Si on zoome sur le secteur de la tech, et plus particulièrement sur le monde des start-up qui cultive le jeunisme, les cheveux blancs se font encore plus rares. Selon une étude de La French Tech Grand Paris portant sur un panel de 80 jeunes pousses, seulement 7,7 % de leurs salariés dépassent 45 ans et 2,4 % ont plus de 55 ans.

Un tiers des organisations interrogées n’ont pas de senior dans leurs rangs. Plus gênant encore, un quart considère qu’une personne ne peut pas être recrutée à partir d’un certain âge. Un comble alors que le secteur est confronté à un déficit structurel de compétences.

Reste à savoir ce qu’est un senior, notion particulièrement floue. Plus de 20 % des répondants à l’étude en question considèrent qu’au-delà de 45 ans, une personne fait partie de cette catégorie.
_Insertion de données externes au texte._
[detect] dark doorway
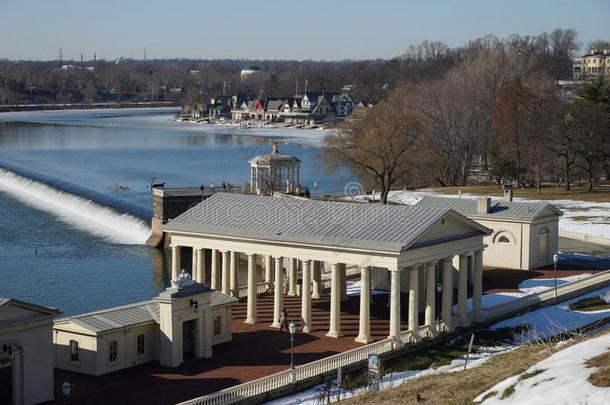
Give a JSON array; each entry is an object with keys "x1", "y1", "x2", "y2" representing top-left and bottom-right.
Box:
[
  {"x1": 0, "y1": 365, "x2": 13, "y2": 405},
  {"x1": 183, "y1": 320, "x2": 196, "y2": 360}
]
Une proportion sensiblement équivalente place la barre au-delà de 60 ans. Un professionnel peut ainsi se retrouver étiqueté senior pendant 20 ans, soit la moitié de sa vie au travail.

Parmi les explications avancées par les entreprises de la tech de leur manque d’intérêt pour les profils expérimentés, figurent en tête le montant de leur rémunération, jugé trop élevé, puis le manque d’adaptabilité à l’utilisation des outils digitaux du quotidien.
« Ce dernier point est clairement un préjugé à l’encontre des personnes expérimentées qui, pour une grande partie, ont vécu l’essor des outils numériques et leurs évolutions jusqu’à aujourd’hui », juge Alexandra André, directrice générale de la French Tech Grand Paris. A contrario, les start-up ouvertes aux seniors louent, quant à elles, leur sagesse et leur expérience, des apports salutaires au sein de leurs jeunes équipes.
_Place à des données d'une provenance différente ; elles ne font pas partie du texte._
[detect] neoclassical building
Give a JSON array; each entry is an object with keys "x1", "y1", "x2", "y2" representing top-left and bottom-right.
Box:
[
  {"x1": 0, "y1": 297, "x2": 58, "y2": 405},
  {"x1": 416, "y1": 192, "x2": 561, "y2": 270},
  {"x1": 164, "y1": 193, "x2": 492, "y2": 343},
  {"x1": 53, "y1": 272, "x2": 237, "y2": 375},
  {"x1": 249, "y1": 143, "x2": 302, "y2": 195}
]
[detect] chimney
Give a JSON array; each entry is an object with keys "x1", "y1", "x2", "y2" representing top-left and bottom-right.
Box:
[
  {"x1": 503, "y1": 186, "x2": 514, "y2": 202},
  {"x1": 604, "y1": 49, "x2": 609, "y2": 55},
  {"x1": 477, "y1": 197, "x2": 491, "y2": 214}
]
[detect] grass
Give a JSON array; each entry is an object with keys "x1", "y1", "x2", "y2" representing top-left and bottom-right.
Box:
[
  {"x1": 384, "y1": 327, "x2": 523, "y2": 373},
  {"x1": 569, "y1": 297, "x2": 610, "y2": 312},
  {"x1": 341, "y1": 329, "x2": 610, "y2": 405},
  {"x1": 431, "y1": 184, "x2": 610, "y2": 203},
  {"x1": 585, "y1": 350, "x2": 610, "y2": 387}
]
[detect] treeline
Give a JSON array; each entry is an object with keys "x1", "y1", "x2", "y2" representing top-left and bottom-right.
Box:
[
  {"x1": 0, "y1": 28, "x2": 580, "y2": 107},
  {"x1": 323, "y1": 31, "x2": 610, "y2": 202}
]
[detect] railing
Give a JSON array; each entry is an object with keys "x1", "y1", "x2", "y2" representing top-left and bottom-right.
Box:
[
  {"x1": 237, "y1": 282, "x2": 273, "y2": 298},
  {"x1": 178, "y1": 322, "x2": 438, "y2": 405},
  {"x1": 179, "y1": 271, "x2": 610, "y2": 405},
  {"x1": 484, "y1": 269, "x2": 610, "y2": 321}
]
Au-delà de ces préjugés à combattre, l’étude pointe la difficulté de rapprocher l’offre et la demande. Ne serait-ce qu’en termes de sourcing : 28 % des dirigeants précisent avoir des difficultés dans l’identification des profils expérimentés et ne pas savoir où les trouver. De leur côté, 60 % des seniors ne savent pas comment identifier les opportunités professionnelles. 76 % d’entre eux disposent d’un réseau limité voire d’aucun réseau dans la tech.

Pour changer la donne, les entreprises de la tech réclament notamment des aides financières et des contrats adaptés d’insertion, des formations et des outils plus efficaces pour le sourcing. De leur côté, deux seniors sur trois souhaiteraient bénéficier d’une immersion professionnelle au sein d’une entreprise innovante.
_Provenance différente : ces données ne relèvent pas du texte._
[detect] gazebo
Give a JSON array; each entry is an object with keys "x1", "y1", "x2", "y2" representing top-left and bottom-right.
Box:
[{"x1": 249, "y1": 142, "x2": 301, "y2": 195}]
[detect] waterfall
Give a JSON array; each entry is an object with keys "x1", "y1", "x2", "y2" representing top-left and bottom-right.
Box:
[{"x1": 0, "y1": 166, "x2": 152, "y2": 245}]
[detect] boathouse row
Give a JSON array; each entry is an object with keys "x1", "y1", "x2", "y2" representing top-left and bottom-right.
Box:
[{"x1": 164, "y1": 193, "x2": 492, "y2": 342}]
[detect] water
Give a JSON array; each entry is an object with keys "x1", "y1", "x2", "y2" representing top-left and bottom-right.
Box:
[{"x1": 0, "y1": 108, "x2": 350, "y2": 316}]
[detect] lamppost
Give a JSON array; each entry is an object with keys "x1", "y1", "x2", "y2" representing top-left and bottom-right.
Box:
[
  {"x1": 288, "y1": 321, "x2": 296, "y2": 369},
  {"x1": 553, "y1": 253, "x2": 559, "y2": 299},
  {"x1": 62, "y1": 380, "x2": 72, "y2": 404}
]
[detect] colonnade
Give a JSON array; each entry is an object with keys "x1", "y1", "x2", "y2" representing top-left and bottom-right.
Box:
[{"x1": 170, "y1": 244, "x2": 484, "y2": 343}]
Mais une autre étude, réalisée par le cabinet Robert Walters, met en évidence des pratiques à changer au sein des DRH. Plus de sept cadres sur dix estiment en effet que les blocages aux candidatures des seniors se font dès la réception de leur CV (64 %), plutôt qu’à l’issue de l’entretien (14 %), ou encore lors de la finalisation du processus de recrutement (13 %).

Dans ce même document et pour dépasser les a priori sur les prétentions salariales des seniors, 62 % des cadres souhaiteraient instaurer une communication plus transparente sur la rémunération. Ce qui permettrait à la fois aux profils expérimentés de postuler en toute connaissance de cause et aux recruteurs de rencontrer davantage de candidats.